Reputation: 147
I been using ElementTree to read XML file, and were able to parse XML properly. But I don't know how to read comment, especially where child context is important. In this specific case, I like to read comment for NY, that air, bus and trail is avilable and store it in a dictionary (name:comment).
<spirit: st>
.....
<spirit:fa>
<spirit:name>NY</spirit:name>
<spirit:den>3</spirit:bitWidth>
<spirit:metro>true</spirit:metro>
<!-- air, bus, train all available -->
<spirit:access>air</spirit:access>
</spirit:fa>
.....
My code:
for state in data.findall('spirit:st', IPXACT_MAP):
for city in state.findall('spirit:fa', IPXACT_MAP):
access = city.find('spirit:access', IPXACT_MAP)
#read comment and set city_access_d[city.text] = comment
Upvotes: 0
Views: 62
Reputation: 52858
If you can use lxml, you should be able to select the comment() with XPath.
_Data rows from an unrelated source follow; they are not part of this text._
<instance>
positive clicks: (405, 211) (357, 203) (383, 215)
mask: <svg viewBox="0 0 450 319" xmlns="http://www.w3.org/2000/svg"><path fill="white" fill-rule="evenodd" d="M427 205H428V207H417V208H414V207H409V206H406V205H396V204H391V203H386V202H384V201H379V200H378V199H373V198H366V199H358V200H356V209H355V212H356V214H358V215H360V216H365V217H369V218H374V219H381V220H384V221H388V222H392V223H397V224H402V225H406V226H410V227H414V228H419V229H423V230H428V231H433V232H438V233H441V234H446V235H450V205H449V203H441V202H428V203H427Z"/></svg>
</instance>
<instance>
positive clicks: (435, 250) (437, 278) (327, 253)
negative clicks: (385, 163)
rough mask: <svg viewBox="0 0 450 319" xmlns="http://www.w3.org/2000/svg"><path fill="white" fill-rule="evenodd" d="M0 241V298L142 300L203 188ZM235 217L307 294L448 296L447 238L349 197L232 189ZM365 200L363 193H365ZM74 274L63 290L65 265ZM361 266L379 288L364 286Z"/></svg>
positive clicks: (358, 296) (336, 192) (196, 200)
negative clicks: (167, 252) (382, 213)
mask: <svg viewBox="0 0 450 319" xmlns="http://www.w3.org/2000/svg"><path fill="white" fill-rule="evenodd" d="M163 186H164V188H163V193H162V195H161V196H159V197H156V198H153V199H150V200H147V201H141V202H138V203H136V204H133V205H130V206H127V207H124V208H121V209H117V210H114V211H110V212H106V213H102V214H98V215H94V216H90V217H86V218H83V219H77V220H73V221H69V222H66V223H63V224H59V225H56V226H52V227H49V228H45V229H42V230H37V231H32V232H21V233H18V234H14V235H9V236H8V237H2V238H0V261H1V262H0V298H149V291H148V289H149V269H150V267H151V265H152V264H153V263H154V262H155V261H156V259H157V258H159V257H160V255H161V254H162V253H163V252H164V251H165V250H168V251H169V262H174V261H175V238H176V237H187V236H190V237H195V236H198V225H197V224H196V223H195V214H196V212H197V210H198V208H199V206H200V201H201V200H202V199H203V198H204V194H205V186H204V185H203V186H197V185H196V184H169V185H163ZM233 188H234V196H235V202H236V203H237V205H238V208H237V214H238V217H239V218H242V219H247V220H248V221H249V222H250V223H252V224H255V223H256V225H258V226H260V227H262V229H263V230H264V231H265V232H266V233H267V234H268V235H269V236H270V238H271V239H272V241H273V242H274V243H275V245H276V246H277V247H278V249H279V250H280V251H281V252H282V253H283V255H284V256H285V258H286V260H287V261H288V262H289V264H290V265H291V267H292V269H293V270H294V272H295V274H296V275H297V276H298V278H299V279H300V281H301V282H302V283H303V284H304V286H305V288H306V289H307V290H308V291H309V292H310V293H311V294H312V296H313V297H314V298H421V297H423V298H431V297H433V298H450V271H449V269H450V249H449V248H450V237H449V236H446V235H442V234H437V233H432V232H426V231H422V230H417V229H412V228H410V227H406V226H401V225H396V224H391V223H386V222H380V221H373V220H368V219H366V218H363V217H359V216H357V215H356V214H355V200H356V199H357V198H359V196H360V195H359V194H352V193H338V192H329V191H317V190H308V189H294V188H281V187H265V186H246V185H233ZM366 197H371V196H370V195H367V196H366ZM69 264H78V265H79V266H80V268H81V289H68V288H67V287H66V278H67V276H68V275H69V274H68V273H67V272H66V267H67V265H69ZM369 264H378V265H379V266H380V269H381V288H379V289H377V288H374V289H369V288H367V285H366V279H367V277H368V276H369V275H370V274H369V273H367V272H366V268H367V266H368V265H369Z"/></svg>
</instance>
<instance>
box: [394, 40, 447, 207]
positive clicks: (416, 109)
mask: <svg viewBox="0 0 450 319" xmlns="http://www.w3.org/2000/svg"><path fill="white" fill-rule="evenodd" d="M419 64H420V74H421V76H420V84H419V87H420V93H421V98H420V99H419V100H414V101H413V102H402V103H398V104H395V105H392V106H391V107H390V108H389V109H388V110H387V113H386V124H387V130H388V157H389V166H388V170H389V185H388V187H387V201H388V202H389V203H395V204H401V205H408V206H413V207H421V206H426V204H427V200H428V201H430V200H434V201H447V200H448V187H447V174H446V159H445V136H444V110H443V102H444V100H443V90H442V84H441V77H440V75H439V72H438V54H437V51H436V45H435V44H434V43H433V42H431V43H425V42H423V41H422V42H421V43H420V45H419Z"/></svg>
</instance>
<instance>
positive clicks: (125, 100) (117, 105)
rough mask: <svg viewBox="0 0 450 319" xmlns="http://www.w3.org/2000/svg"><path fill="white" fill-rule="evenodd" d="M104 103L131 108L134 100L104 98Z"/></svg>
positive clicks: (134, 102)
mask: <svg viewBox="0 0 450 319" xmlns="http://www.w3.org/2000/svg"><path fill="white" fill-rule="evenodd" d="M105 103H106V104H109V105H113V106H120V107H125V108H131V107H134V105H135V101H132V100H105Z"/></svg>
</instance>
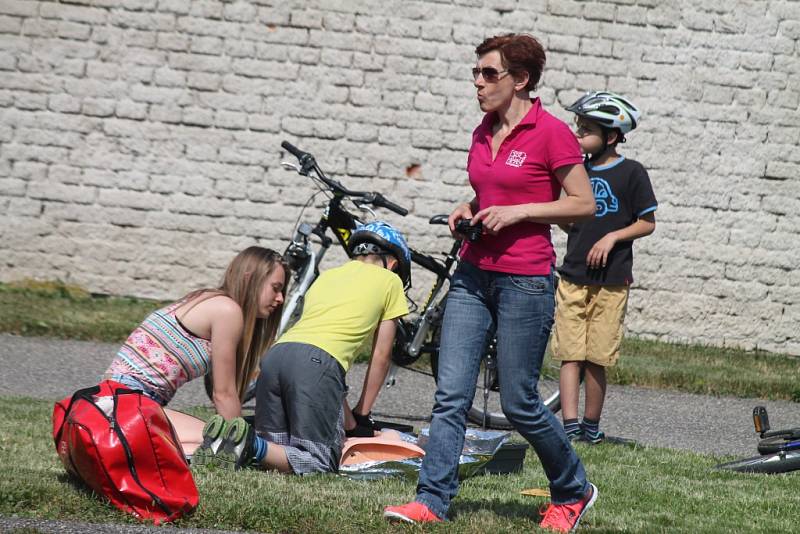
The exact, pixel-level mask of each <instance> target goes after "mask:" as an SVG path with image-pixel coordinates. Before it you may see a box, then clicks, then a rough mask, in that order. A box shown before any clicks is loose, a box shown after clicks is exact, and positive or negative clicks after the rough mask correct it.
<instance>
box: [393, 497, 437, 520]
mask: <svg viewBox="0 0 800 534" xmlns="http://www.w3.org/2000/svg"><path fill="white" fill-rule="evenodd" d="M383 517H385V518H386V519H388V520H390V521H405V522H406V523H441V522H442V519H441V518H440V517H439V516H438V515H436V514H434V513H433V512H431V509H430V508H428V507H427V506H425V505H424V504H422V503H421V502H417V501H413V502H410V503H408V504H404V505H402V506H387V507H386V508H384V509H383Z"/></svg>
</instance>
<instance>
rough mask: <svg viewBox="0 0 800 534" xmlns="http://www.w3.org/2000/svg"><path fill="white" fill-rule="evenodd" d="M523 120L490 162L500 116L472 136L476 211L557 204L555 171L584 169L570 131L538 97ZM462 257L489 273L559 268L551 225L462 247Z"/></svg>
mask: <svg viewBox="0 0 800 534" xmlns="http://www.w3.org/2000/svg"><path fill="white" fill-rule="evenodd" d="M531 103H532V104H533V107H532V108H531V109H530V111H529V112H528V114H527V115H525V118H524V119H522V121H521V122H520V123H519V124H518V125H517V126H516V127H514V129H513V130H512V131H511V133H510V134H509V135H508V137H506V138H505V140H503V144H502V145H501V146H500V150H499V151H498V152H497V157H495V159H494V161H492V125H493V124H494V123H495V122H496V121H497V115H496V114H495V113H494V112H492V113H487V114H486V115H485V116H484V118H483V121H482V122H481V124H480V125H479V126H478V127H477V128H475V131H474V132H473V133H472V146H471V147H470V150H469V158H468V160H467V172H468V173H469V183H470V185H472V189H474V190H475V197H476V198H477V202H478V209H479V210H481V209H483V208H486V207H489V206H509V205H516V204H530V203H533V202H553V201H554V200H558V197H559V196H560V194H561V183H560V182H559V181H558V179H557V178H556V177H555V174H554V171H555V170H556V169H558V168H559V167H563V166H565V165H580V164H582V163H583V156H582V155H581V149H580V146H579V145H578V141H577V139H575V135H573V133H572V132H571V131H570V129H569V126H567V125H566V124H565V123H564V122H562V121H560V120H559V119H557V118H555V117H554V116H553V115H551V114H550V113H548V112H547V111H545V110H544V109H542V104H541V101H540V100H539V99H538V98H534V99H532V100H531ZM461 257H462V258H463V259H465V260H466V261H468V262H470V263H472V264H474V265H476V266H478V267H480V268H481V269H484V270H487V271H499V272H503V273H510V274H524V275H545V274H549V273H550V269H551V267H552V266H553V265H554V264H555V261H556V255H555V250H554V249H553V243H552V241H551V239H550V225H549V224H541V223H534V222H521V223H517V224H515V225H513V226H509V227H507V228H503V229H502V230H500V232H499V233H498V234H497V235H495V236H492V235H484V236H483V237H482V238H481V239H480V240H478V241H477V242H475V243H469V242H466V241H465V242H464V246H463V247H462V248H461Z"/></svg>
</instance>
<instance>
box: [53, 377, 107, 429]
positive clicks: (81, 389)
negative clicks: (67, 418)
mask: <svg viewBox="0 0 800 534" xmlns="http://www.w3.org/2000/svg"><path fill="white" fill-rule="evenodd" d="M98 393H100V386H99V385H98V386H92V387H88V388H83V389H79V390H78V391H76V392H75V393H73V394H72V398H71V399H70V400H69V404H68V405H67V409H66V410H65V411H64V418H63V419H62V420H61V426H59V427H58V433H57V434H56V440H55V441H56V443H58V442H59V441H61V434H62V432H63V431H64V423H66V422H67V417H68V416H69V413H70V412H71V411H72V406H73V405H74V404H75V401H78V400H80V399H86V400H89V401H91V398H92V396H93V395H97V394H98Z"/></svg>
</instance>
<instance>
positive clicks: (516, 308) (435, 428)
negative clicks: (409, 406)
mask: <svg viewBox="0 0 800 534" xmlns="http://www.w3.org/2000/svg"><path fill="white" fill-rule="evenodd" d="M553 285H554V276H553V274H552V273H551V274H550V275H546V276H520V275H511V274H506V273H499V272H492V271H484V270H482V269H479V268H478V267H475V266H474V265H471V264H469V263H466V262H461V264H460V265H459V267H458V269H457V270H456V272H455V274H454V275H453V279H452V281H451V284H450V293H449V294H448V297H447V306H446V308H445V314H444V319H443V324H442V337H441V346H440V349H439V380H438V385H437V390H436V397H435V401H436V402H435V405H434V408H433V414H432V420H431V427H430V439H429V441H428V444H427V446H426V454H425V458H424V460H423V462H422V470H421V472H420V477H419V485H418V486H417V498H416V500H417V501H418V502H421V503H423V504H425V505H427V506H428V507H429V508H430V509H431V511H433V512H434V513H435V514H436V515H438V516H439V517H441V518H445V517H447V510H448V508H449V506H450V500H451V499H452V498H453V497H454V496H455V495H456V492H457V491H458V460H459V456H460V455H461V449H462V448H463V446H464V432H465V429H466V416H467V412H468V411H469V408H470V406H471V405H472V399H473V397H474V395H475V387H476V383H477V379H478V372H479V368H480V361H481V356H482V353H483V350H484V347H485V345H486V341H487V338H489V337H490V336H492V335H493V334H494V333H495V332H496V334H497V365H498V372H499V380H500V403H501V406H502V408H503V413H505V415H506V417H507V418H508V420H509V422H511V423H512V424H513V425H514V428H515V429H516V430H517V431H518V432H519V433H520V434H521V435H522V437H524V438H525V439H526V440H528V442H530V444H531V446H532V447H533V449H534V450H535V451H536V454H537V455H538V456H539V460H540V461H541V462H542V467H543V468H544V471H545V474H546V475H547V478H548V479H549V480H550V494H551V499H552V501H553V503H555V504H566V503H572V502H576V501H578V500H580V499H581V498H582V497H583V496H584V495H585V494H586V492H587V491H588V489H589V483H588V482H587V480H586V473H585V471H584V469H583V464H582V463H581V461H580V459H578V456H577V455H576V454H575V451H574V450H573V448H572V446H571V445H570V442H569V440H568V439H567V436H566V434H565V433H564V429H563V427H562V426H561V424H560V423H559V422H558V420H557V419H556V418H555V417H554V416H553V414H552V413H551V412H550V410H548V409H547V408H546V407H545V406H544V404H543V403H542V399H541V398H540V397H539V392H538V390H537V383H538V381H539V372H540V370H541V366H542V359H543V357H544V352H545V347H546V346H547V340H548V337H549V336H550V328H551V326H552V324H553V310H554V306H555V297H554V290H553Z"/></svg>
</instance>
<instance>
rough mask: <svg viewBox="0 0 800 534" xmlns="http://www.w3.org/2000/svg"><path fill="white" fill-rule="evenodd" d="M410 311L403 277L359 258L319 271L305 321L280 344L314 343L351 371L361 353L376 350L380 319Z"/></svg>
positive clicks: (395, 317)
mask: <svg viewBox="0 0 800 534" xmlns="http://www.w3.org/2000/svg"><path fill="white" fill-rule="evenodd" d="M407 313H408V304H407V303H406V296H405V293H404V292H403V282H402V281H401V280H400V277H399V276H397V275H396V274H395V273H393V272H391V271H389V270H388V269H384V268H383V267H381V266H380V265H373V264H370V263H365V262H363V261H358V260H353V261H349V262H347V263H345V264H344V265H342V266H340V267H336V268H334V269H329V270H327V271H325V272H323V273H322V274H320V275H319V278H317V280H316V281H315V282H314V283H313V284H312V286H311V287H310V288H309V289H308V293H306V297H305V303H304V304H303V315H302V316H301V317H300V320H299V321H297V323H295V325H294V326H292V327H291V328H290V329H289V330H288V331H287V332H286V333H284V334H283V335H282V336H281V337H280V339H278V341H277V343H288V342H295V343H307V344H309V345H314V346H315V347H318V348H320V349H322V350H324V351H325V352H327V353H328V354H330V355H331V356H333V357H334V358H336V359H337V360H338V361H339V363H340V364H342V367H343V368H344V370H345V371H348V370H349V369H350V365H351V364H352V363H353V360H354V359H355V357H356V355H358V354H360V353H361V352H362V351H364V350H367V351H369V350H371V348H372V335H373V333H374V332H375V329H376V328H377V326H378V323H380V322H381V321H386V320H389V319H395V318H397V317H401V316H403V315H406V314H407ZM365 345H369V346H365Z"/></svg>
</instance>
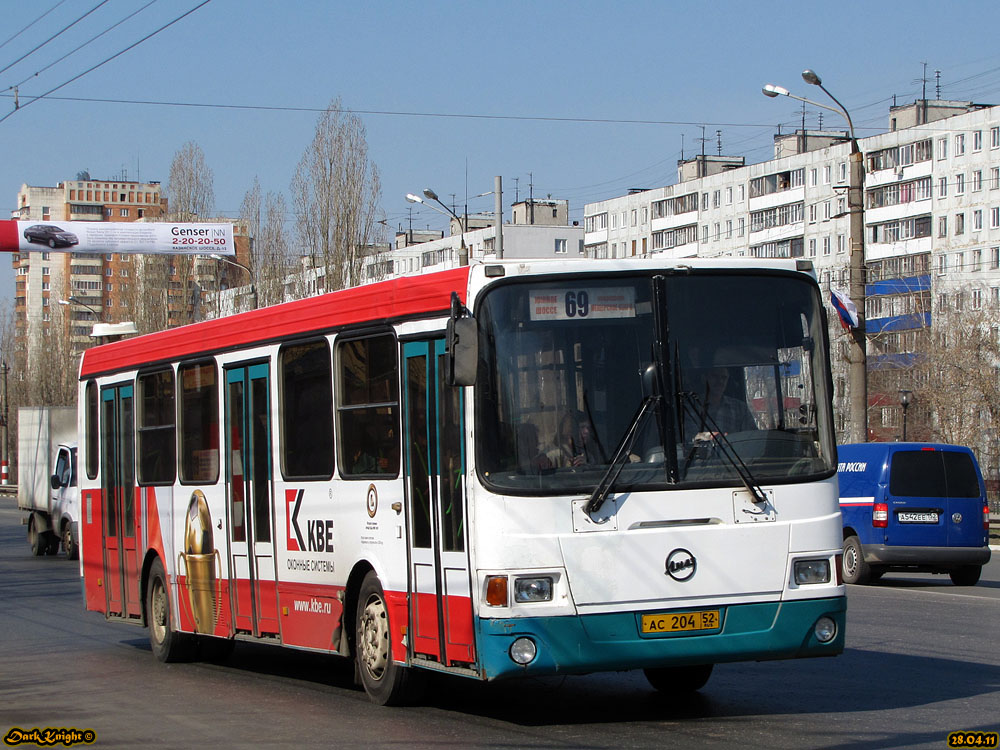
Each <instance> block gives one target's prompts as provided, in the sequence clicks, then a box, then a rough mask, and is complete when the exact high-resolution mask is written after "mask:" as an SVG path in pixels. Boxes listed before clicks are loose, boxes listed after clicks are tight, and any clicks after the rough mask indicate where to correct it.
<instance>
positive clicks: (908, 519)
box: [896, 511, 937, 523]
mask: <svg viewBox="0 0 1000 750" xmlns="http://www.w3.org/2000/svg"><path fill="white" fill-rule="evenodd" d="M896 520H897V521H899V522H900V523H937V513H909V512H907V511H900V512H899V513H897V514H896Z"/></svg>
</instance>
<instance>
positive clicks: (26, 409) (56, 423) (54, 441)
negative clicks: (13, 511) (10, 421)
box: [17, 406, 76, 513]
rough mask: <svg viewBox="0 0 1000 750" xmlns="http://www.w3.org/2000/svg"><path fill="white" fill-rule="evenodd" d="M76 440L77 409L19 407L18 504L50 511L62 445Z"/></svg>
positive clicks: (18, 417)
mask: <svg viewBox="0 0 1000 750" xmlns="http://www.w3.org/2000/svg"><path fill="white" fill-rule="evenodd" d="M60 444H62V445H75V444H76V409H75V408H74V407H72V406H26V407H21V408H20V409H18V411H17V505H18V507H19V508H21V509H22V510H40V511H44V512H46V513H51V512H52V511H53V508H52V485H51V484H50V482H51V478H52V472H53V468H54V467H55V464H56V456H57V454H58V448H59V445H60Z"/></svg>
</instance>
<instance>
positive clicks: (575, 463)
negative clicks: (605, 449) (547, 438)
mask: <svg viewBox="0 0 1000 750" xmlns="http://www.w3.org/2000/svg"><path fill="white" fill-rule="evenodd" d="M601 452H602V451H601V450H600V446H599V445H598V444H597V441H596V438H595V435H594V428H593V425H591V423H590V420H589V419H587V417H586V416H585V415H583V414H574V413H573V412H566V413H565V414H564V415H563V417H562V419H561V420H559V428H558V429H557V430H556V444H555V446H554V447H553V448H552V450H550V451H548V452H547V455H548V457H549V459H550V460H551V462H552V465H553V466H556V467H571V466H585V465H587V464H596V463H601V462H602V459H601Z"/></svg>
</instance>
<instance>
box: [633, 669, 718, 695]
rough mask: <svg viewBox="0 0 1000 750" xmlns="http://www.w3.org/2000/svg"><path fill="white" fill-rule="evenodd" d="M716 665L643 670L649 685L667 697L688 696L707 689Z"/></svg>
mask: <svg viewBox="0 0 1000 750" xmlns="http://www.w3.org/2000/svg"><path fill="white" fill-rule="evenodd" d="M714 666H715V665H714V664H694V665H690V666H684V667H655V668H649V669H644V670H642V671H643V673H644V674H645V675H646V679H647V680H649V684H650V685H652V686H653V687H654V688H656V689H657V690H658V691H660V692H661V693H665V694H667V695H676V696H680V695H688V694H690V693H693V692H695V691H697V690H701V689H702V688H703V687H705V683H706V682H708V678H709V677H711V676H712V668H713V667H714Z"/></svg>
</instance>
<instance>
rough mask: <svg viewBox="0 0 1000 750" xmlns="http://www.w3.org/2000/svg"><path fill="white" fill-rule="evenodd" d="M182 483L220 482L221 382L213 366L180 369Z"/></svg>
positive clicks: (180, 432)
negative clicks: (183, 482)
mask: <svg viewBox="0 0 1000 750" xmlns="http://www.w3.org/2000/svg"><path fill="white" fill-rule="evenodd" d="M177 376H178V379H179V380H180V384H181V389H180V397H181V409H180V433H181V440H180V452H181V453H180V471H181V482H185V483H198V484H205V483H208V484H215V482H216V481H218V479H219V387H218V383H219V379H218V373H217V372H216V368H215V363H214V362H200V363H194V364H186V365H181V366H180V367H179V368H178V369H177Z"/></svg>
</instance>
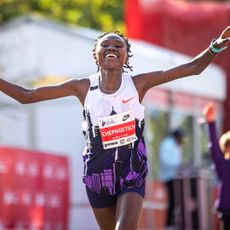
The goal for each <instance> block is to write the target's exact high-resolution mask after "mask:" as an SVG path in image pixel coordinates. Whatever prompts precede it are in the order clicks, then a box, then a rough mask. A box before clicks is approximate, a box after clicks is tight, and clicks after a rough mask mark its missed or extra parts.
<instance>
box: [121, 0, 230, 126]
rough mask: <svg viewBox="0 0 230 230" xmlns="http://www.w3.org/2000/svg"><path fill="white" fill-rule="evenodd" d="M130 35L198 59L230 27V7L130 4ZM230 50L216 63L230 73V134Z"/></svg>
mask: <svg viewBox="0 0 230 230" xmlns="http://www.w3.org/2000/svg"><path fill="white" fill-rule="evenodd" d="M125 21H126V28H127V34H128V37H130V38H137V39H142V40H145V41H148V42H150V43H154V44H158V45H160V46H163V47H166V48H168V49H171V50H175V51H178V52H180V53H184V54H187V55H191V56H194V55H196V54H198V53H199V52H200V51H201V50H203V49H205V48H206V47H208V46H209V44H210V42H211V40H212V39H213V38H215V37H216V36H218V35H220V33H221V32H222V31H223V29H224V28H225V27H226V26H228V25H230V3H229V2H226V3H223V2H222V3H220V2H208V1H207V2H186V1H182V0H181V1H179V0H178V1H175V0H152V1H151V0H148V1H147V0H126V1H125ZM229 60H230V49H228V50H226V51H224V52H223V53H222V54H221V58H217V59H216V60H215V63H216V64H218V65H220V66H221V67H222V68H223V69H224V70H225V71H226V73H227V75H228V76H227V98H226V101H225V103H224V108H225V113H224V114H223V115H224V124H223V128H224V130H225V131H227V130H230V120H229V115H230V64H229Z"/></svg>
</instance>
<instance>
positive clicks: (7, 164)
mask: <svg viewBox="0 0 230 230" xmlns="http://www.w3.org/2000/svg"><path fill="white" fill-rule="evenodd" d="M68 205H69V166H68V159H67V158H66V157H63V156H56V155H52V154H48V153H41V152H34V151H28V150H23V149H17V148H7V147H2V148H0V227H4V229H18V228H20V227H21V228H20V229H38V230H40V229H50V230H56V229H60V230H65V229H67V225H68Z"/></svg>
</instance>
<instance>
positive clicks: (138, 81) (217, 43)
mask: <svg viewBox="0 0 230 230" xmlns="http://www.w3.org/2000/svg"><path fill="white" fill-rule="evenodd" d="M229 41H230V26H228V27H227V28H226V29H225V30H224V31H223V32H222V33H221V35H220V36H219V38H218V39H216V40H215V41H214V42H213V43H212V47H214V49H213V48H212V47H211V45H210V47H209V48H207V49H206V50H204V51H203V52H201V53H200V54H198V55H197V56H196V57H195V58H193V59H192V60H191V61H190V62H188V63H185V64H182V65H179V66H176V67H174V68H171V69H168V70H165V71H156V72H150V73H145V74H140V75H138V76H136V77H134V82H135V85H136V87H137V90H138V92H139V95H140V98H143V97H144V95H145V93H146V92H147V91H148V90H149V89H150V88H152V87H153V86H156V85H160V84H162V83H166V82H169V81H172V80H175V79H178V78H182V77H186V76H191V75H198V74H200V73H201V72H202V71H203V70H204V69H205V68H206V67H207V66H208V65H209V64H210V63H211V62H212V60H213V59H214V57H215V56H216V54H217V53H218V52H221V51H222V50H223V48H224V47H226V48H227V47H228V46H229Z"/></svg>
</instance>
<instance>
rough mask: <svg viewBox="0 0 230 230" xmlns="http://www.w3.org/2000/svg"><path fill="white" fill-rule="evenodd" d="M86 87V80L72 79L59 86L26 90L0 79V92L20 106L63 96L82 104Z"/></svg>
mask: <svg viewBox="0 0 230 230" xmlns="http://www.w3.org/2000/svg"><path fill="white" fill-rule="evenodd" d="M88 87H89V81H88V80H87V79H81V80H77V79H72V80H69V81H65V82H63V83H61V84H59V85H55V86H44V87H39V88H34V89H27V88H24V87H22V86H19V85H16V84H13V83H10V82H8V81H6V80H3V79H0V91H2V92H3V93H4V94H6V95H8V96H10V97H12V98H14V99H15V100H17V101H18V102H20V103H22V104H29V103H34V102H39V101H44V100H50V99H56V98H61V97H65V96H76V97H77V98H78V99H79V100H80V101H81V103H82V104H83V103H84V99H85V95H86V93H87V90H88Z"/></svg>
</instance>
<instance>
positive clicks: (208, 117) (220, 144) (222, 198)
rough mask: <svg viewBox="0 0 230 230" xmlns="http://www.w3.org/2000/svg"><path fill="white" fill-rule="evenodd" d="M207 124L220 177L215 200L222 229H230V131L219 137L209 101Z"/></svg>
mask: <svg viewBox="0 0 230 230" xmlns="http://www.w3.org/2000/svg"><path fill="white" fill-rule="evenodd" d="M202 113H203V115H204V117H205V119H206V121H207V124H208V136H209V148H210V152H211V155H212V159H213V162H214V164H215V171H216V174H217V177H218V179H219V182H220V183H219V191H218V196H217V198H216V201H215V210H217V212H218V214H219V215H218V216H219V219H220V229H221V230H229V229H230V179H229V175H230V131H227V132H225V133H224V134H222V135H221V137H220V138H219V137H218V135H217V130H216V108H215V106H214V104H213V103H211V102H210V103H208V104H206V105H205V106H204V108H203V111H202Z"/></svg>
Here's an example. I've removed the namespace prefixes to simplify it.
from lxml import etree
xml = """
<st>
<fa>
<name>NY</name>
<den>3</den>
<!-- ignore me -->
<metro>true</metro>
<!-- air, bus, train all available -->
<access>air</access>
</fa>
</st>
"""
parser = etree.XMLParser(remove_blank_text=True)
tree = etree.fromstring(xml, parser=parser)
city_access_d = {}
for city in tree.xpath(".//fa"):
name = city.xpath("name")[0].text
comment = city.xpath("comment()[following-sibling::node()[1][self::access]]")[0]
city_access_d[name] = comment.text.strip()
print city_access_d
printed output...
{'NY': 'air, bus, train all available'}
You could also use the following XPath if for some reason you didn't want to create the XMLParser...
comment = city.xpath("comment()[following-sibling::node()[not(self::text())][1][self::access]]")[0]
Upvotes: 1